Luis Gonçalves destacou que muitas pessoas ainda associam o conceito de “Fábrica de IA” principalmente ao hardware, em razão do desenvolvimento de sistemas avançados voltados a esse tipo de tarefa.
Segundo Gonçalves, o verdadeiro desafio está na preparação da estrutura de dados que sustenta a infraestrutura de Inteligência Artificial. Ele enfatizou que os dados precisam ser limpos, seguros, protegidos e constantemente atualizados à medida que circulam pelas Fábricas de IA, garantindo confiabilidade e eficiência nos processos.
A observação reforça a visão da Dell de que o valor estratégico da IA não depende apenas da capacidade computacional, mas também da qualidade e da governança dos dados que alimentam os sistemas inteligentes.
5. IA soberana acelera a infraestrutura empresarial nacional
A chamada Inteligência Artificial (IA) soberana vem sendo apontada como um pilar estratégico para os países. A tendência indica que as nações não apenas irão consumir tecnologia, mas também desenvolver seus próprios marcos regulatórios e estruturas para acelerar a inovação local e garantir autonomia digital.
Nesse cenário, empresas deverão atuar dentro de limites regionais, aproveitando infraestruturas nacionais capazes de fortalecer setores como saúde, indústria e serviços públicos. O movimento representa uma mudança de paradigma, transformando a IA de um conceito global em uma realidade profundamente local, com impacto direto sobre cidadãos e economias.
Governos de diferentes países da América Latina — entre eles El Salvador, Argentina, Colômbia e Brasil — já avançam na adoção dessas tecnologias.

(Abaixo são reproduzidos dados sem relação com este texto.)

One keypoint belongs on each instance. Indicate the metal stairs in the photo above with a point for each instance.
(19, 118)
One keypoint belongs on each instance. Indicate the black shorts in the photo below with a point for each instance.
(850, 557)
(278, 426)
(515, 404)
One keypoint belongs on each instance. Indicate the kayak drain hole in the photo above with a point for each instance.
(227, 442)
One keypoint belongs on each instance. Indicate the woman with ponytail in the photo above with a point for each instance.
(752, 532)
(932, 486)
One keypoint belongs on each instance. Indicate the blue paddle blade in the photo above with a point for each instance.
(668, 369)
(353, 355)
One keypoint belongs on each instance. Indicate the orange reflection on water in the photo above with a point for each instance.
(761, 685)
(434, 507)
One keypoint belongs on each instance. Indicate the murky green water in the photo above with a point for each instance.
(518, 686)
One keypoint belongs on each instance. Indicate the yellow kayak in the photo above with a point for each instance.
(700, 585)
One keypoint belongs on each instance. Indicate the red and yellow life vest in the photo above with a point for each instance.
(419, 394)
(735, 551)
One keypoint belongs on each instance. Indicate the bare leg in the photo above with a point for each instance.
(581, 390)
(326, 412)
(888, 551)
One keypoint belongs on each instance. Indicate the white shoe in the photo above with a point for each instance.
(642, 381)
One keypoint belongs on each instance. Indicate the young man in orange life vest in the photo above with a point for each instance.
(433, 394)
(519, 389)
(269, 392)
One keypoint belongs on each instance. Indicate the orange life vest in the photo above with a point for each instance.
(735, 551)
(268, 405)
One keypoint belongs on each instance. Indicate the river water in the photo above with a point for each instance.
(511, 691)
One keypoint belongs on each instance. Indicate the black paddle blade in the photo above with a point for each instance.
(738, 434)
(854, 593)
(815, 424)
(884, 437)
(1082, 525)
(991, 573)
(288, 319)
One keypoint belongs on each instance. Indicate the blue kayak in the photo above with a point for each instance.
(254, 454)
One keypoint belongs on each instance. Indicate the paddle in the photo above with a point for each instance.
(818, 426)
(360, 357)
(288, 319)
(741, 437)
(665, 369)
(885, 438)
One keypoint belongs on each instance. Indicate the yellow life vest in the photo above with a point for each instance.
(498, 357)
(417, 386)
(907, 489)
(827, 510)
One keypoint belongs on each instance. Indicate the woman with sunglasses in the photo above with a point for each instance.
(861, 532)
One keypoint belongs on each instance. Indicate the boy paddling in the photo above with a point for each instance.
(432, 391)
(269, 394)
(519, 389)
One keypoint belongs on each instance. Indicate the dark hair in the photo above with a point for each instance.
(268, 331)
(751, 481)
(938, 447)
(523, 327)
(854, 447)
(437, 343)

Segundo Luis Gonçalves, há um reconhecimento crescente da necessidade de compreender, regular e influenciar ativamente o funcionamento desses sistemas, de modo a alinhar a inovação tecnológica à soberania digital.
A Dell Technologies avalia que o êxito das organizações em 2026 estará ligado à construção de fundamentos sólidos, e não apenas à adoção de novidades tecnológicas. Entre os pilares destacados estão fábricas de IA resilientes, marcos soberanos, dados limpos e acessíveis, sistemas agênticos para gestão de operações complexas e ecossistemas de colaboração entre indústria, sociedade e governos.
Gonçalves ressaltou que a companhia já demonstra capacidade de entregar resultados rapidamente, apoiando clientes na preparação de dados e na implementação de soluções escaláveis. Para ele, a escolha do parceiro tecnológico adequado será decisiva para projetos que buscam impacto significativo.